Marine Le Pen criticized a court decision which prohibits him from presenting herself to his public service as a “political decision” and says that she will appeal.
The French far -right French politician was found guilty on Monday of the EU’s embezzlement and was prohibited from presenting himself to the elections for five years, with an immediate effect.
The decision means that, unless she can overthrow her sentence before the 2027 presidential election, Le Pen will probably not be able to stand.
“I’m not going to be eliminated like that,” Le Pen said at the French television station TF1. She will call on the verdict “as soon as possible”, she said, with “whatever the legal avenues that I can”.
Le Pen was sentenced to a sentence of four years in prison, two of which will be suspended.
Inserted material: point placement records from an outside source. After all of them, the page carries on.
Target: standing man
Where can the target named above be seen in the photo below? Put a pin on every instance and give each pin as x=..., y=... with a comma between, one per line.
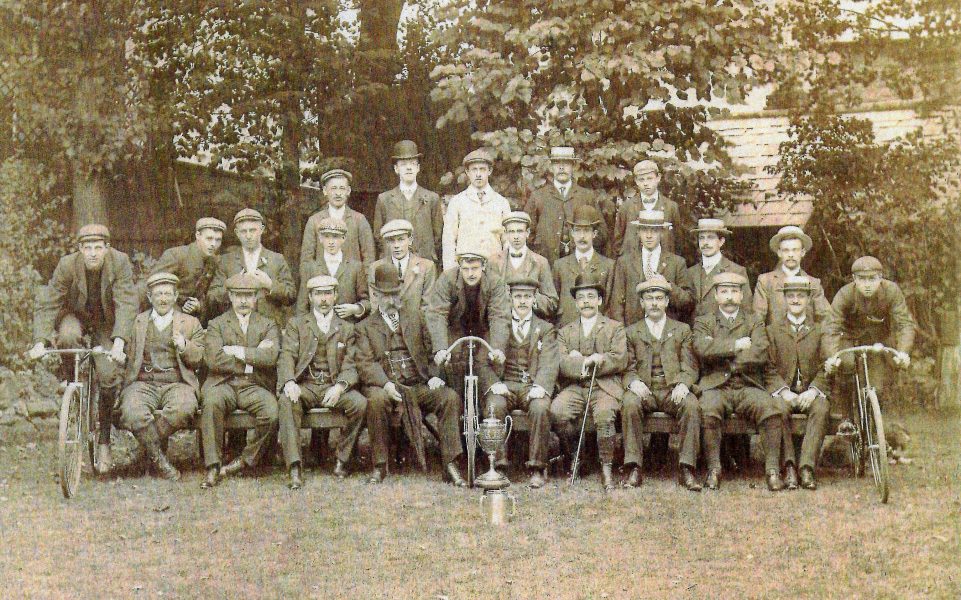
x=412, y=203
x=277, y=289
x=796, y=376
x=711, y=235
x=394, y=361
x=647, y=176
x=316, y=368
x=584, y=229
x=649, y=261
x=530, y=372
x=591, y=341
x=168, y=348
x=522, y=262
x=196, y=266
x=473, y=219
x=90, y=293
x=660, y=374
x=790, y=244
x=552, y=205
x=732, y=348
x=416, y=273
x=241, y=353
x=359, y=241
x=352, y=294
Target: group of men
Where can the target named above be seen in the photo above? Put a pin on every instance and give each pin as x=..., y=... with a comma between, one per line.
x=586, y=306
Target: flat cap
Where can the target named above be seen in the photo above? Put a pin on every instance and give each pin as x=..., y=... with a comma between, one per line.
x=93, y=232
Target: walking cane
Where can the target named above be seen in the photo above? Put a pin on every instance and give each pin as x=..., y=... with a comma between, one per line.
x=580, y=439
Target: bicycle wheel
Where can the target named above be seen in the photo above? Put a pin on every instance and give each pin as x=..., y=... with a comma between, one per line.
x=877, y=447
x=73, y=430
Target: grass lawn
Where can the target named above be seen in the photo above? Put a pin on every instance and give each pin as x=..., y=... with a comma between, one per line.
x=414, y=537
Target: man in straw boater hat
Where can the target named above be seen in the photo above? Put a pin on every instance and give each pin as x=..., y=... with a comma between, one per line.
x=472, y=222
x=241, y=351
x=316, y=369
x=530, y=372
x=660, y=374
x=359, y=240
x=397, y=373
x=352, y=293
x=649, y=261
x=91, y=293
x=416, y=273
x=584, y=229
x=411, y=202
x=552, y=206
x=790, y=244
x=711, y=235
x=796, y=376
x=196, y=266
x=160, y=382
x=277, y=289
x=647, y=177
x=591, y=345
x=522, y=262
x=732, y=349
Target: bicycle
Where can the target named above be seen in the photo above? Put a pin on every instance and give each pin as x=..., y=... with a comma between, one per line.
x=868, y=439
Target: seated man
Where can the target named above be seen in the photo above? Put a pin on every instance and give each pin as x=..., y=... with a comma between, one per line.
x=316, y=368
x=592, y=341
x=795, y=374
x=530, y=372
x=660, y=373
x=167, y=348
x=732, y=347
x=241, y=354
x=393, y=359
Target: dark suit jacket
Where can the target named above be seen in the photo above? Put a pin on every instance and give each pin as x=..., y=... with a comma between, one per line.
x=714, y=341
x=191, y=358
x=676, y=349
x=625, y=305
x=301, y=337
x=67, y=293
x=225, y=331
x=565, y=271
x=270, y=303
x=424, y=210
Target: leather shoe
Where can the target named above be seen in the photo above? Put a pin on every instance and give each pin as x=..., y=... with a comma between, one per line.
x=808, y=481
x=774, y=482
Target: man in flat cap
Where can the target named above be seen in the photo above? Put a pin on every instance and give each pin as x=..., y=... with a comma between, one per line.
x=416, y=273
x=353, y=302
x=661, y=370
x=316, y=368
x=647, y=177
x=473, y=219
x=796, y=376
x=195, y=266
x=711, y=235
x=241, y=351
x=530, y=372
x=591, y=342
x=90, y=293
x=790, y=244
x=650, y=260
x=522, y=262
x=732, y=348
x=552, y=205
x=412, y=203
x=167, y=348
x=396, y=370
x=359, y=240
x=277, y=289
x=585, y=259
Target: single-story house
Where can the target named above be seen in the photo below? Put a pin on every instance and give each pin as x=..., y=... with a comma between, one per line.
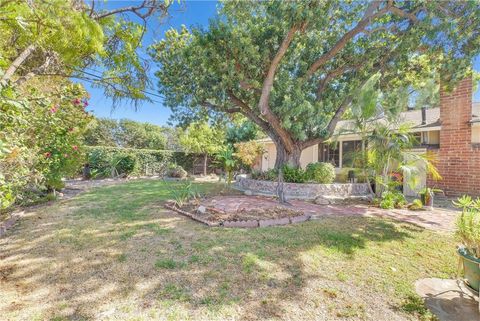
x=451, y=131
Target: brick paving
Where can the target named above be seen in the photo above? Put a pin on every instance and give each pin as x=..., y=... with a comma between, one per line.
x=438, y=219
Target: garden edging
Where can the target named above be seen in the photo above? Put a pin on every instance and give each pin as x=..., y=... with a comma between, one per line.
x=304, y=191
x=243, y=224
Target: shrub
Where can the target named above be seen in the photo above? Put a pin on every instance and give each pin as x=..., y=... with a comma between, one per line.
x=392, y=199
x=323, y=173
x=176, y=171
x=184, y=193
x=416, y=205
x=248, y=152
x=109, y=161
x=124, y=163
x=468, y=224
x=293, y=174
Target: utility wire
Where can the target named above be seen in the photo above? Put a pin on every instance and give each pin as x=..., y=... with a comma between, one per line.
x=100, y=78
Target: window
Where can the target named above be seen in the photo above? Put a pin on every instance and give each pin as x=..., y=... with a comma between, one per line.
x=418, y=139
x=330, y=153
x=351, y=153
x=476, y=134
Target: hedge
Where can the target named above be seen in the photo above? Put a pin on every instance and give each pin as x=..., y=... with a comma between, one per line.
x=105, y=161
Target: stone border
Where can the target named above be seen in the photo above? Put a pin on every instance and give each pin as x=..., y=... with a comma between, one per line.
x=304, y=191
x=243, y=224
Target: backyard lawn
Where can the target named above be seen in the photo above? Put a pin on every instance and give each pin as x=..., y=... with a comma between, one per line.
x=115, y=253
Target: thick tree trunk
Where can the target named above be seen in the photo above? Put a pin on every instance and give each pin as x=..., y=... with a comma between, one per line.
x=205, y=161
x=286, y=157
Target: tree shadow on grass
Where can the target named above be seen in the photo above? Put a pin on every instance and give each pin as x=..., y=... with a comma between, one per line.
x=85, y=259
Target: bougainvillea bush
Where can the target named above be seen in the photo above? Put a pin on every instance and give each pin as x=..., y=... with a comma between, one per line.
x=41, y=138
The other two can be spent with an electronic label rather than detention.
She also received a fine of € 100,000 (£ 82,635).
“Millions of French people are indignant,” she said, saying that the judges have “implemented measures reserved for authoritarian regimes”.
Le Pen added that it was “scandalized, indignant, but this indignation, this feeling of injustice, is an additional push in combat that I fight for them (the voters)”.
But the call process can take a long time.
The appeal trial would probably not occur for another year, and a verdict would come several months after that.
Preparing a presidential campaign in these circumstances could be complicated.
The 2027 election would have been his fourth attempt, and the one that offers the greatest chance of victory.
Jordan Bardella, the 29 -year -old president of the National Rally (RN), said on Monday that Le Pen’s conviction was a “democratic scandal”.
Bardella also called for a “popular and peaceful mobilization”.
He then published a link to an online petition which indicates a “dictatorship of the judges … wanted to prevent the French from expressing themselves”.
“Let’s show those who want to bypass democracy that the will of the people is stronger!” The petition is read
At the start of reading the verdict, the judge, Bénédicte de Perthuis, said that Le Pen had been at the “heart of the system” which saw the diversion of 2.9 million euros in European funds.
Two dozen RN figures were also found guilty and the party was ordered to pay a fine of 2 million euros, with half of the amount suspended.
Le Pen has been accused, as well as more than 20 other personalities from the senior party, of hiring assistants who worked on his business as a nurses rather than for the European Parliament that paid them.
During the trial last year, Le Pen denied having committed “the slightest irregularity”.
Before the sentence was pronounced on Monday, she burst out of the court, alongside other accused and headed for the siege of Paris of the RN, where the party held a “crisis meeting”.
On weekends, Le Pen had declared to the media that even if it was “not nervous”, the judges had “the power of life or death on the (political) movement”.
Shortly before his conviction, Le Pen received messages of support from the Kremlin, as well as European allies such as Viktor Orban in Hungary and the Matteo Salvini of Italy.
But some Le Pen opponents also declared that they disapprove of the judge’s decision.
The media indicated that the Prime Minister Centrist François Bayrou was “disturbed” by the decision against Marine Le Pen, although he does not intend to make a public declaration on the issue.
“The choice to reject an elected official should only belong to the people,” said Jean-Luc Mélenchon of the far left of France Unbowed (LFI).
And Laurent Wauquie, right -wing Republicans, said that the decision “would weigh very heavily on the functioning of our democracy”.
“It is undoubtedly not the route that should have been taken.”
Reading the verdict, which started shortly after 10:00 am (9:00 am BST), took almost three hours.